Phylogenetic analysis of HBV genotype F. The evolutionary history was inferred by using the ML method and GTR model. The tree with the highest log likelihood is shown. The percentage of trees in which the associated taxa clustered together is shown next to the branches. Initial tree(s) for the heuristic search were obtained automatically by applying Neighbor-Join and BioNJ algorithms to a matrix of pairwise distances estimated using the MCL approach and then selecting the topology with the superior log likelihood value. A discrete Gamma distribution was used to model evolutionary rate differences among sites (3 categories). The rate variation model allowed for some sites to be evolutionary. The tree is drawn to scale, with branch lengths measured in the number of substitutions per site. This analysis involved 268 non-redundant nucleotide sequences out of the 354 initially included (identical sequences had to be omitted). Codon positions included were 1st + 2nd + 3rd + Noncoding. Evolutionary analyses were conducted in MEGA 11 [24]. Recombinant sequences were identified using the jpHMM tool [25] and were not included in the phylogenetic analysis, as for identical sequences. All the sequences are included in Supplemental Table S2.

Figure 4

Phylogenetic analysis of HBV genotype H. The evolutionary history was inferred by using the ML method and GTR model. The tree with the highest log likelihood is shown. The percentage of trees in which the associated taxa clustered together is shown next to the branches. Initial tree(s) for the heuristic search were obtained automatically by applying Neighbor-Join and BioNJ algorithms to a matrix of pairwise distances estimated using the MCL approach and then selecting the topology with the superior log likelihood value. A discrete Gamma distribution was used to model evolutionary rate differences among sites (3 categories). The rate variation model allowed for some sites to be evolutionary. The tree is drawn to scale, with branch lengths measured in the number of substitutions per site. This analysis involved 39 nucleotide sequences. Codon positions included were 1st + 2nd + 3rd + Noncoding. Evolutionary analyses were conducted in MEGA 11 [24]. Recombinant sequences were identified using the jpHMM tool [25] and were not included in the phylogenetic analysis, as for identical sequences. All the sequences are included in Supplemental Table S3.

Figure 5

Phylogenetic analysis of HBV genotype G. The evolutionary history was inferred by using the ML method and GTR model. The tree with the highest log likelihood is shown. The percentage of trees in which the associated taxa clustered together is shown next to the branches. Initial tree(s) for the heuristic search were obtained automatically by applying Neighbor-Join and BioNJ algorithms to a matrix of pairwise distances estimated using the MCL approach and then selecting the topology with the superior log likelihood value.
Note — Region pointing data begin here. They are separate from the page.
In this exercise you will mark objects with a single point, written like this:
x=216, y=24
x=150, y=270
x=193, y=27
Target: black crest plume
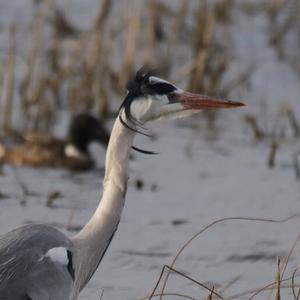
x=136, y=87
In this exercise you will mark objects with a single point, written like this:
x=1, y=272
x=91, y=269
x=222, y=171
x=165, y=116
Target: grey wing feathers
x=24, y=273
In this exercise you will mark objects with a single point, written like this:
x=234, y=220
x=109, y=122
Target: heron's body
x=27, y=267
x=41, y=263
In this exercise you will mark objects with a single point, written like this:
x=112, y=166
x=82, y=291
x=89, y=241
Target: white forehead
x=154, y=79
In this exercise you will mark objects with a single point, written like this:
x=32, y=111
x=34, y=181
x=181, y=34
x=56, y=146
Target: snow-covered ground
x=195, y=180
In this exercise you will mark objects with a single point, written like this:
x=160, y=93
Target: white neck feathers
x=93, y=240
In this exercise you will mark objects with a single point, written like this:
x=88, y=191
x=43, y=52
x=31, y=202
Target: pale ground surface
x=196, y=180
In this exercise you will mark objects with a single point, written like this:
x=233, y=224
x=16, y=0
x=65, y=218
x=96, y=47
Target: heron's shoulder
x=36, y=239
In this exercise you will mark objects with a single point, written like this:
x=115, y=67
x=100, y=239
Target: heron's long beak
x=196, y=101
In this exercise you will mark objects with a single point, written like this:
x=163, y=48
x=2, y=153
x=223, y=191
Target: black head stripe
x=161, y=88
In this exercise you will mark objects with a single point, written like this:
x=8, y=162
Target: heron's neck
x=92, y=241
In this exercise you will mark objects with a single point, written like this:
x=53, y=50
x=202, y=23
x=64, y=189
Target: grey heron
x=38, y=262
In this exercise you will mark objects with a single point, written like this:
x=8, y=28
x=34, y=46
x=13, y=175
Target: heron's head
x=150, y=98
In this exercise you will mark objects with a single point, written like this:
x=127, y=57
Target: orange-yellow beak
x=196, y=101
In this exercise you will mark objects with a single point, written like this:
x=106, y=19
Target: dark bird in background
x=39, y=150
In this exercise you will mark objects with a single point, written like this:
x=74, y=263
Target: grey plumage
x=25, y=272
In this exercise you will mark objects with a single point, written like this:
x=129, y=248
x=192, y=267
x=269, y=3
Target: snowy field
x=196, y=179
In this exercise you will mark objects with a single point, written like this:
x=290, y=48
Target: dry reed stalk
x=257, y=131
x=278, y=280
x=9, y=84
x=30, y=89
x=272, y=154
x=205, y=24
x=296, y=165
x=103, y=14
x=293, y=122
x=208, y=227
x=170, y=269
x=133, y=30
x=295, y=294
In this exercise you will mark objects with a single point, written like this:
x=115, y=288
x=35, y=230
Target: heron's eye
x=172, y=97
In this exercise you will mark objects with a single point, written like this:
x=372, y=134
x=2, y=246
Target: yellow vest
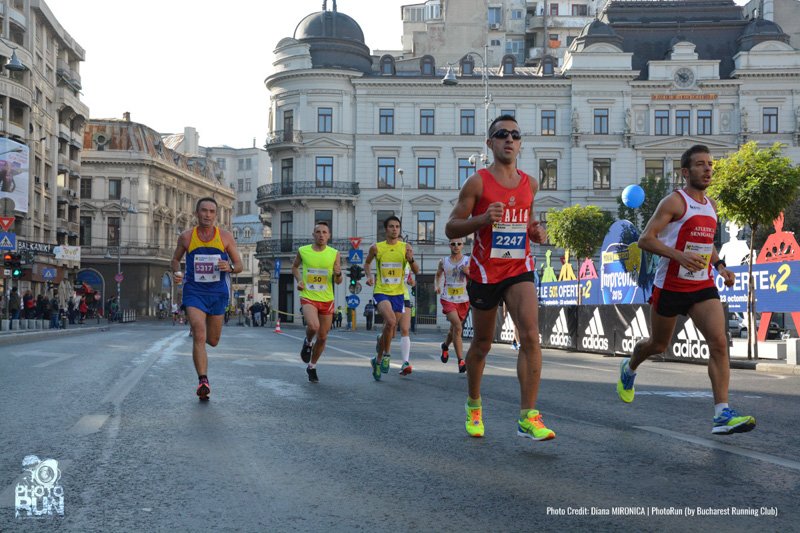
x=391, y=261
x=317, y=273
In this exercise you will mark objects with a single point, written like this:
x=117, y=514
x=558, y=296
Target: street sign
x=8, y=241
x=355, y=289
x=356, y=257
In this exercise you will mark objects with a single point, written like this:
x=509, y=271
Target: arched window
x=427, y=67
x=509, y=63
x=467, y=66
x=547, y=66
x=387, y=65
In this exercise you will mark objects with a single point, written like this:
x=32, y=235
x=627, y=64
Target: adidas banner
x=558, y=327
A discrete Gamma distribution was used to model evolutionary rate differences among sites (3 categories). The rate variation model allowed for some sites to be evolutionary. The tree is drawn to scale, with branch lengths measured in the number of substitutions per site. This analysis involved 35 nucleotide sequences. Codon positions included were 1st + 2nd + 3rd + Noncoding. Evolutionary analyses were conducted in MEGA 11 [24]. Recombinant sequences were identified using the jpHMM tool [25] and were not included in the phylogenetic analysis, as for identical sequences. All the sequences are included in Supplemental Table S4.